La doctrine Bush expose les défis du Forum social mondial 2003
30/09/2002
- Opinión
Porto Alegre
L'ouverture du Forum social mondial 2003, le 23 septembre à Porto Alegre, a
coïncidé avec l'annonce officielle de la doctrine Bush : la nouvelle stratégie politique
et militaire des Etats-Unis pour conserver leur hégémonie sur la planète. Le ton
belliciste et agressif du document ne laisse aucun doute : les Etats-Unis prétendent
ne plus permettre que leur suprématie militaire et politique soit défiée. En d'autres
termes, le mot d'ordre est tirer d'abord, parler ensuite. L'offensive politico-militaire de
la Maison Blanche, plus marquée depuis les attentats du 11 septembre à New York,
vient accentuer la militarisation de l'agenda politique des nations et menace de
déclencher une escalade mondiale de conflits guerriers de dimensions imprévisibles.
Ce scénario présente des risques évidents et il représente l'un des principaux défis
stratégiques pour les forces politiques qui s'articulent autour du Forum social
mondial.
En 2001, l'ouverture du Forum social mondial à Porto Alegre avait coïncidé
exactement avec les attentats contre les tours jumelles. A ce moment, la question de
la paix mondiale représentait déjà un point essentiel de l'agenda du FSM. Depuis
lors, la situation s'est dégradée du point de vue de la mise en œuvre de solutions
diplomatiques des conflits. La situation explosive du Moyen Orient, la guerre en
Afghanistan et l'imminence d'une nouvelle guerre du Golfe sont les principaux
indicateurs de ce scénario. Depuis, le FSM a renforcé son architecture politique
internationale et a perfectionné son agenda par l'organisation de forums régionaux et
thématiques. Il est de plus en plus clair que le FSM peut devenir un acteur politique
international capable de proposer une alternative à l'agenda militariste de Bush. Mais
il s'en faut encore de beaucoup pour que cette capacité se transforme en réalité. La
complexité de la scène politique internationale et la diversité des mouvements qui
gravitent autour du FSM sont des obstacles qui ne peuvent être ignorés.
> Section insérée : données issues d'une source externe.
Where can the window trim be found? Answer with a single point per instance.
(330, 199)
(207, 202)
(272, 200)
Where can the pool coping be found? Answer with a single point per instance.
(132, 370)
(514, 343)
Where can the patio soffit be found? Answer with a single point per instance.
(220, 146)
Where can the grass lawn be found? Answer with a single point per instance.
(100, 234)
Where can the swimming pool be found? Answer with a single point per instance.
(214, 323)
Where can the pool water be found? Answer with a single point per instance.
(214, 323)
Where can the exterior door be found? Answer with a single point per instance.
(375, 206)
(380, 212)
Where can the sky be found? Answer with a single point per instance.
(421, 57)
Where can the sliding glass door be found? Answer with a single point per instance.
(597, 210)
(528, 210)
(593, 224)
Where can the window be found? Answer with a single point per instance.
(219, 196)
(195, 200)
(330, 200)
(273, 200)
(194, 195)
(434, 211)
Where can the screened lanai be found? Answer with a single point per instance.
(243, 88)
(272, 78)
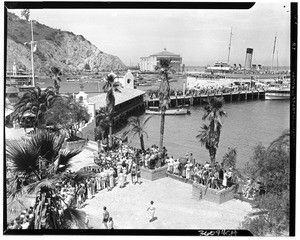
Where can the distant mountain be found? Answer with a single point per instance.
(71, 53)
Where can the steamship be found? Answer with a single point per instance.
(278, 92)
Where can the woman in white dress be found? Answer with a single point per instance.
(89, 186)
(151, 210)
(111, 179)
(176, 165)
(224, 183)
(188, 170)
Le contenu de la doctrine Bush ne laisse pas de doutes : sans la construction d'une
structure politique internationale consistante, fondée sur d'autres principes que ceux
qui animent actuellement la Maison Blanche, le monde va, soit vers la guerre, soit
vers la consolidation d'une nouvelle tyrannie hégémonique (peut-être serait-il plus
juste de dire, vers les deux).
La doctrine de l'action préventive de Bush
Le document diffusé le 20 septembre par le gouvernement nord-américain
matérialise la doctrine Bush. Le texte fait clairement ressortir l'adoption d'une
stratégie militaire d'actions préventives et anticipées contre les « Etats voyous et les
organisations terroristes ». Il affirme également, pour la première fois, que les Etats-
Unis ne permettront plus jamais que leur suprématie militaire et politique soit défiée.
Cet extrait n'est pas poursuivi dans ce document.